In other words, those public transit links that were providing Netflix with subpar service could become the de facto slow lanes on Comcast’s network, while private, direct connections could become the fast lane.
It’s a neat trick. Comcast doesn’t have to favor or disfavor any particular traffic. It just conveniently neglects to do the most basic things to make sure traffic flows smoothly from the various transit players — and then offers to negotiate direct deals with big players to bypass third-party transit providers. Thus, it’s not “favoring” anyone on its network. It’s just creating a situation that favors those who pay up to access its network.
And, again, the FCC doesn’t seem to recognize this at all. Tom Wheeler has been fairly explicit that he doesn’t view the interconnection issue as relevant to this discussion yet. And the various rules that are being fought over won’t have any impact one way or the other on interconnection. And, as Lee’s article describes, part of the reason all the commotion has been focused “over there” on “net neutrality” rather than “over here” on “interconnection” is because the very idea of Comcast doing what Comcast has been doing these past few years just seemed impossible to consider not too long ago:
One reason for this is that Comcast’s hardball tactics are relatively new. According to Wu, “we never thought much about” interconnection issues when the concept of network neutrality was developed in 2002. That was “mainly because it seemed like, ‘Why would anyone do that?'” It was generally assumed that consumer ISPs would always buy enough transit to serve their customers’ needs.

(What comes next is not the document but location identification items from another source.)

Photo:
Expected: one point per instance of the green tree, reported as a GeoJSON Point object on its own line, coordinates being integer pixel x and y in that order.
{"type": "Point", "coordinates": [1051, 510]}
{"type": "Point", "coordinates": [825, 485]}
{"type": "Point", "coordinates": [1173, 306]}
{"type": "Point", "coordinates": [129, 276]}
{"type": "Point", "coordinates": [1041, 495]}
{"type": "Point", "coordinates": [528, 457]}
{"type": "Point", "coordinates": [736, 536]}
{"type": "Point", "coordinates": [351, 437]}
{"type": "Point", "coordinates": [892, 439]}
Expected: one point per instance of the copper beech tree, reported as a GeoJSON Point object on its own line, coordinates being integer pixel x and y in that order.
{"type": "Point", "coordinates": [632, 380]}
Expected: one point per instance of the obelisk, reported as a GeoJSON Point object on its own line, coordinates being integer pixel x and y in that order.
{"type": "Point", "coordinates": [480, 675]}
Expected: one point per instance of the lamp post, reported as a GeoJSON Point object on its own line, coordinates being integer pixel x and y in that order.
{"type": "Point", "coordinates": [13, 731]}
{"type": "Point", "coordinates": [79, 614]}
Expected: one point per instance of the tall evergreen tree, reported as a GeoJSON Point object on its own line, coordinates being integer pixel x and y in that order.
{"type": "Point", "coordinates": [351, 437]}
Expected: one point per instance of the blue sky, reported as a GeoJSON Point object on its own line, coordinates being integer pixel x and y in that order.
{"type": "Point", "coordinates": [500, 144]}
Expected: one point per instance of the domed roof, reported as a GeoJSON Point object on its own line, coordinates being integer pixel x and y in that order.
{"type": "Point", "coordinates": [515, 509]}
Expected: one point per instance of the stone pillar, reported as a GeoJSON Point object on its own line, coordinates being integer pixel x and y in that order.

Wu worked in Silicon Valley prior to 2002. And he says he remembers that “solving a joint technical challenge” — that is, making the internet work as well as possible — “was the predominant motivation of the engineers.” That’s still true in most parts of the internet. But some of the largest ISPs now seem to view declining network performance not as a technical problem to be solved so much as a source of leverage in business negotiations.
That last line is worth repeating: Big ISPs view declining network performance as a source of leverage, rather than a technical problem.
And the only reason they can do this is because of the tremendous market power they have. And, once again, as we’ve argued for over a decade, that demonstrates the real heart of the problem: the lack of real competition in the broadband space. Either way, it’s yet another must read if you’re trying to understand the state of play today.